Results: Model fit indices were acceptable. Findings showed no consistent pattern of growth in parents’ SUP over the course of the study. Only the correlation between parents’ rates of growth was significant. There were no significant intervention effects on the growth of both parents’ SUP despite prior findings indicating main effects of the intervention on mothers’ ES (Zhang et al, 2018). However, mothers with younger children reported lower initial SUP, and mothers with boys increased in SUP over time. Fathers increased in SUP when parents reported poorer child adjustment at baseline.
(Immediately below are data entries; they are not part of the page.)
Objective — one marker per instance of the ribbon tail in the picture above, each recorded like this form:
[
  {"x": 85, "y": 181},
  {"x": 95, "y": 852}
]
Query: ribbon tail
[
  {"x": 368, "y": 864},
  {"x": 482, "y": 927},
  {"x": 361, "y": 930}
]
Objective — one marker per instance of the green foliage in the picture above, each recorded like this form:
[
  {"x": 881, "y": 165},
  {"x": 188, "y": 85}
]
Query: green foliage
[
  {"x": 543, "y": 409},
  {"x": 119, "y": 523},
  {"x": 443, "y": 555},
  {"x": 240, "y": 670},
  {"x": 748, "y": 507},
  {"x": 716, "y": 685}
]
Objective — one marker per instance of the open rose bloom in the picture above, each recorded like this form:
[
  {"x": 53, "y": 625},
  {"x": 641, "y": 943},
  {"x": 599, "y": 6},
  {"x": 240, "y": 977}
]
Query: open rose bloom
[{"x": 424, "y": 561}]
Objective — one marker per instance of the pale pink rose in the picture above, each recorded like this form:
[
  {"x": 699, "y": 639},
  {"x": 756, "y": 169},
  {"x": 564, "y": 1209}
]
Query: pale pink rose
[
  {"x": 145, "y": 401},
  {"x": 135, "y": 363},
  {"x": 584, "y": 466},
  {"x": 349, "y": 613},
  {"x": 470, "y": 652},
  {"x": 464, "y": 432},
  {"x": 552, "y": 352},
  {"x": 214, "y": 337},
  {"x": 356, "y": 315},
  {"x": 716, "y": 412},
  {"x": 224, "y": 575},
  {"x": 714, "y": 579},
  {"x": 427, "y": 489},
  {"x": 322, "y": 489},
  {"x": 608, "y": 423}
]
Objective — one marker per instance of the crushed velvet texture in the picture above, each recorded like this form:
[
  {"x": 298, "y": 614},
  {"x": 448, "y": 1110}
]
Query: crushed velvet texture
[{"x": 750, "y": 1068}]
Conclusions: Interestingly, regardless of the intervention mothers were less supportive of younger children’s emotions and increased emotional support to boys over time. Also, fathers showed more emotional support if their children showed poorer baseline adjustment. These findings suggest that more research is needed to understand the longitudinal mutual relationship between parental ES and child outcomes in military families, and that future parenting interventions may need to tailor programs depending on parents’ perceptions of child adjustment, and child’s age and gender.